African American Review, Fall, 2005 by Marc C. Conner

Jim McWilliams, ed. Passing the Three Gates: Interviews with Charles Johnson. Foreword by Charles Johnson. Seattle: U of Washington P, 2004. 336 pp. $40.00 cloth/ $22.50 paper.

Few living authors can match the complexity, the philosophical depth, and the skills in craft possessed by Charles Johnson. The author of four superb novels, three collections of short stories, two books on aesthetics, two volumes of cartoons, and numerous other fiction and nonfiction projects, Johnson ranks among the most important and innovative writers of serious fiction in post-World War II American letters. He has also emerged over the past decade as one of this country's distinct and daring voices in social, political, and cultural concerns. Passing the Three Gates: Interviews with Charles Johnson is thus an extremely timely and useful book. Consisting of 20 interviews Johnson has given over the course of his career (the first dates to 1978, four years after Johnson's first novel, and the most recent occurred in 2003),

this collection offers a thorough immersion in the content and development of Johnson's thought on a dazzling array of issues. Several recent books, particularly Will Nash's Charles Johnson's Fiction (Illinois, 2003), Gary Storhoff's Understanding Charles Johnson (South Carolina, 2004), and Rudolph Byrd's Charles Johnson's Novels (South Carolina, 2004) demonstrate the increased attention being given to Johnson's work. And Johnson's own latest book, Turning the Wheel: Essays on Buddhism and Writing (Scribner, 2003), is a powerful addition to his body of writing, as is his recent collection of short stories, Dr. King's Refrigerator and Other Bedtime Stories (Scribner, 2005). Passing the Three Gates contributes significantly to this growing interest in Johnson's writing. It offers essential material for the reader interested in Johnson's life and work, and also interested more broadly in contemporary American literature.

The most significant aspect of Passing the Three Gates is the range and depth of biographical information the book offers on Johnson's career. McWilliams has gathered virtually every important interview Johnson has given, and the interviews progress chronologically, offering an invaluable and singular account of Johnson's development from the late 1970s through the early years of the twenty-first century. Even the fine book-length studies of Johnson by Nash, Storhoff, and Jonathan Little (Charles Johnson's Spiritual Imagination, Missouri, 1997) offer only a one-chapter overview of Johnson's life. McWilliams's book is likely the most informative biographical account of Johnson that we will see for several decades, until an authorized biography appears. Many essential elements of the author emerge from these interviews: his shift from cartoon-drawing to philosophy to fiction writing; his religious development from the AME church to Buddhism; the importance to him of family, and of his father and mother; his emergence out of the Civil Rights Movement and the Black Power Movement, and the response in his writing to both trends; his martial arts background; and much more. Equally valuable is the way his key concepts are placed in the context of his aesthetic progression: the development of his mythical Allmuseri tribe from his early writings all the way to his most recent novel Dreamer (1998); the return of Christianity as an important concept to his thought, despite (or because of) his immersion in Eastern thought; and the importance to him of John Gardner as mentor, writing instructor, editor, and overall inspiration for Johnson's vision of what the writer should be. Even the repetition in the discrete interviews is helpful (and there is far less than one might expect--McWilliams has skillfully sifted through the nearly 300 interviews that Johnson estimates he has given in his career), as this repetition buttresses the importance of many of the dominant issues in Johnson's writing.
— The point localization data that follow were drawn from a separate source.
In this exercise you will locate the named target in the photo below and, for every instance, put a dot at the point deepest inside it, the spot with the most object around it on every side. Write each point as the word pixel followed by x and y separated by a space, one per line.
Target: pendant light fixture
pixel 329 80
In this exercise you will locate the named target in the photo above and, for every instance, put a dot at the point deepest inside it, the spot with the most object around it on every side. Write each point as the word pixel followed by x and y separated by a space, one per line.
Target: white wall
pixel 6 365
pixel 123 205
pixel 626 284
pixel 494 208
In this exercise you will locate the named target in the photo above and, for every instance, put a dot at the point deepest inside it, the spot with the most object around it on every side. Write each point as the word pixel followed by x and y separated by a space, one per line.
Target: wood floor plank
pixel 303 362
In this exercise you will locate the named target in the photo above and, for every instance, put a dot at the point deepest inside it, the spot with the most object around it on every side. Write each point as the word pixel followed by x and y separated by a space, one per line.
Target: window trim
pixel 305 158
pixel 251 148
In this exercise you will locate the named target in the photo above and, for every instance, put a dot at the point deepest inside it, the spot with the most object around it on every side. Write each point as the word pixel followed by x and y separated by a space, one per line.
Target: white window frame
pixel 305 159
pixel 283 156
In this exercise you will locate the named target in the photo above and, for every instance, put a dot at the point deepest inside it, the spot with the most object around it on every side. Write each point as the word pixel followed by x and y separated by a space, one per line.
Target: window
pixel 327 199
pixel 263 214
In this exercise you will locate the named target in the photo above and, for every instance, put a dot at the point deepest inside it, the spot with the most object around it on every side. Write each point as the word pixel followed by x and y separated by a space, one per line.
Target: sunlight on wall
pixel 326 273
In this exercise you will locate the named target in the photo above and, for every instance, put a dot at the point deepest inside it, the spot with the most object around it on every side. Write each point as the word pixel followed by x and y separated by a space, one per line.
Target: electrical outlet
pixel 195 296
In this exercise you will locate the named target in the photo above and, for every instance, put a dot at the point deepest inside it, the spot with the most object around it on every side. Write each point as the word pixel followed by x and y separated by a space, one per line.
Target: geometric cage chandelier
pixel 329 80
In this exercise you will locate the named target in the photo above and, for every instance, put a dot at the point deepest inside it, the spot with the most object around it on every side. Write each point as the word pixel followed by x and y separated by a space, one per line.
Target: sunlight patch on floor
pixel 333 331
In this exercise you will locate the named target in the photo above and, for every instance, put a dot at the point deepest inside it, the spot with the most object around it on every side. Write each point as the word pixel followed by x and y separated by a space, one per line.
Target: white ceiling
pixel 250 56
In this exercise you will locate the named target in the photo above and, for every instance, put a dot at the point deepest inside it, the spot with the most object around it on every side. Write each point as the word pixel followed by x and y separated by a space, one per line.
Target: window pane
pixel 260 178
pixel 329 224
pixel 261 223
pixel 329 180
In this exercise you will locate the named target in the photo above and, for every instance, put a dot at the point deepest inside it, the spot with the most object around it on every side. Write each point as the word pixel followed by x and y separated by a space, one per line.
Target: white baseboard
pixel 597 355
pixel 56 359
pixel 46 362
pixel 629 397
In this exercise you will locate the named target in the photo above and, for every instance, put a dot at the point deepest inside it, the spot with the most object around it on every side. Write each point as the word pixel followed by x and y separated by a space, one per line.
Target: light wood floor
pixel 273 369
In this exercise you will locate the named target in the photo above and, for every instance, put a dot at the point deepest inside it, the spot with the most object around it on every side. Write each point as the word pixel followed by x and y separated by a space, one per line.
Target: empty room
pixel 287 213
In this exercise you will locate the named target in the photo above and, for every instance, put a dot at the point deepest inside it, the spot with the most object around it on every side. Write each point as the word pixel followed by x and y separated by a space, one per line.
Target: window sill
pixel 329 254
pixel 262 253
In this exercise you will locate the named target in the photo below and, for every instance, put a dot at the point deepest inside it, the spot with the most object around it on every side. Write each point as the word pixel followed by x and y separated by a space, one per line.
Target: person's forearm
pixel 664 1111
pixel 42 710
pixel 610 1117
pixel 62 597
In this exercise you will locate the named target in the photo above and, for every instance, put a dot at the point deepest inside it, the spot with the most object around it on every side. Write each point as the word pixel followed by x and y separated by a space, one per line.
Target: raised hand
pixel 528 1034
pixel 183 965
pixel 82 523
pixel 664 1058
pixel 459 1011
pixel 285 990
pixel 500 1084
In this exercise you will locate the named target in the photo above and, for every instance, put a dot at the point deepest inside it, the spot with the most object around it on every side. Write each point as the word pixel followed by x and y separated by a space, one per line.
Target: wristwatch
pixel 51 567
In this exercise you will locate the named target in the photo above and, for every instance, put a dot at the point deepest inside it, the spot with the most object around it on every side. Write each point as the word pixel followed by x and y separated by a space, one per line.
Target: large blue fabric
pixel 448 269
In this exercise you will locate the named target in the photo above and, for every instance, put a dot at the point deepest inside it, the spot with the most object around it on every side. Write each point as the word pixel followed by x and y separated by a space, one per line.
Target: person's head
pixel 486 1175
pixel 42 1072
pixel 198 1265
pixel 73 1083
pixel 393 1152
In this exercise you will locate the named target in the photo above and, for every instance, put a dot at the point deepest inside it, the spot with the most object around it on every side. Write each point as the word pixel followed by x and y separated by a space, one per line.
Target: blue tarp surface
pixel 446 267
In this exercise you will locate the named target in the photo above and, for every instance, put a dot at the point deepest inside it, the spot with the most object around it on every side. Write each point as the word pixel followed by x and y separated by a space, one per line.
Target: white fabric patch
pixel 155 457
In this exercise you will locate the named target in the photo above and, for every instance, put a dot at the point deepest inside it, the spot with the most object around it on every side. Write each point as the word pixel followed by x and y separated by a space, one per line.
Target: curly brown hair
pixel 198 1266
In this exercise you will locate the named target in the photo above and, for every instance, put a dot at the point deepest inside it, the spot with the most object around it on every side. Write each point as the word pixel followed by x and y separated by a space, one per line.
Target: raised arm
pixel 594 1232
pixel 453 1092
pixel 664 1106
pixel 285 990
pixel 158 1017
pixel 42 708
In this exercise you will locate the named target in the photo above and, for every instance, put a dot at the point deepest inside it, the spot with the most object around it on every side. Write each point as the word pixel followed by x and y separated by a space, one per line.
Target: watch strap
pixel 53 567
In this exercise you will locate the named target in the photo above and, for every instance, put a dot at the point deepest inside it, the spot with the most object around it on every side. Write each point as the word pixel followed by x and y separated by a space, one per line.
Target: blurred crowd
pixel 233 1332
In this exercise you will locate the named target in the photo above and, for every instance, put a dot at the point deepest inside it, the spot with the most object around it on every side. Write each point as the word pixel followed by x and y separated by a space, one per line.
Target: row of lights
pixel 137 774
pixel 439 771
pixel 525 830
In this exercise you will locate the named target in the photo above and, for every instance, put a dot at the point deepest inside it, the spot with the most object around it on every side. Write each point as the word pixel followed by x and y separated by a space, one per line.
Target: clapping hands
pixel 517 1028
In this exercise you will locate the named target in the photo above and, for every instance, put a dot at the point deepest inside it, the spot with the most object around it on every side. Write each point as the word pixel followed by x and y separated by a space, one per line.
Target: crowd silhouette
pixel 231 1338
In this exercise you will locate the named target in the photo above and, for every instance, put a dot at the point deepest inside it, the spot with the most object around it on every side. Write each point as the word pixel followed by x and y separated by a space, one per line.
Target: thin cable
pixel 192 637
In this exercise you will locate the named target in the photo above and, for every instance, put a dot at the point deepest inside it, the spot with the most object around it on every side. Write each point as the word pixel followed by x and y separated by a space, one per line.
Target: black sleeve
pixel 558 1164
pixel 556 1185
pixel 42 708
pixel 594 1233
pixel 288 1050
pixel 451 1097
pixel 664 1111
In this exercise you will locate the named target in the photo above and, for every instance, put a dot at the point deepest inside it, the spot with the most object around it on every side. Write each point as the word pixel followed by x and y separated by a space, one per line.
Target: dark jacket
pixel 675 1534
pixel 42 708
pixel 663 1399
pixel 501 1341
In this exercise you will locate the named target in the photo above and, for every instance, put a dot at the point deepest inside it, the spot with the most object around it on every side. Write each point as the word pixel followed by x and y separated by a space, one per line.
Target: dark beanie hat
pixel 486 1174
Equally important as the biographical element of this book is its articulation of Johnson's emergence as a powerful, challenging, and particularly timely American intellectual. He speaks forth on an astonishing range of issues, always with a measured, informed, and rigorously philosophical understanding of American thought. In the 1992 Phoebe Bosche interview, he speaks powerfully on the importance of responsibility in Black America; in the Marian Blue interview of 1993, he asserts, "I don't believe in any form of racial essentialism at all. I think environment is far more important"; in an interview with Jonathan Little in 1993, he claims as his inheritance the thought of all American figures, regardless of race or class; in the Michael Boccia interview of 1996, he praises the defense of freedom of expression in America, and wonders if such freedom would be maintained if the cultural nationalists and afrocentrists had their way; in the Will Nash interview of 1998, he claims that as a Buddhist he is convinced that race is "an illusion." The entire book is filled with positions and claims charged with relevance to the American scene today. Johnson's standing as public intellectual, and as a force to be reckoned with in all cultural debates in America, is well recognized; but this book expresses his thought with a coherence and complexity that heretofore has not been available. Thus the audience for this book expands beyond the literary to include all of those engaged in the American culture wars.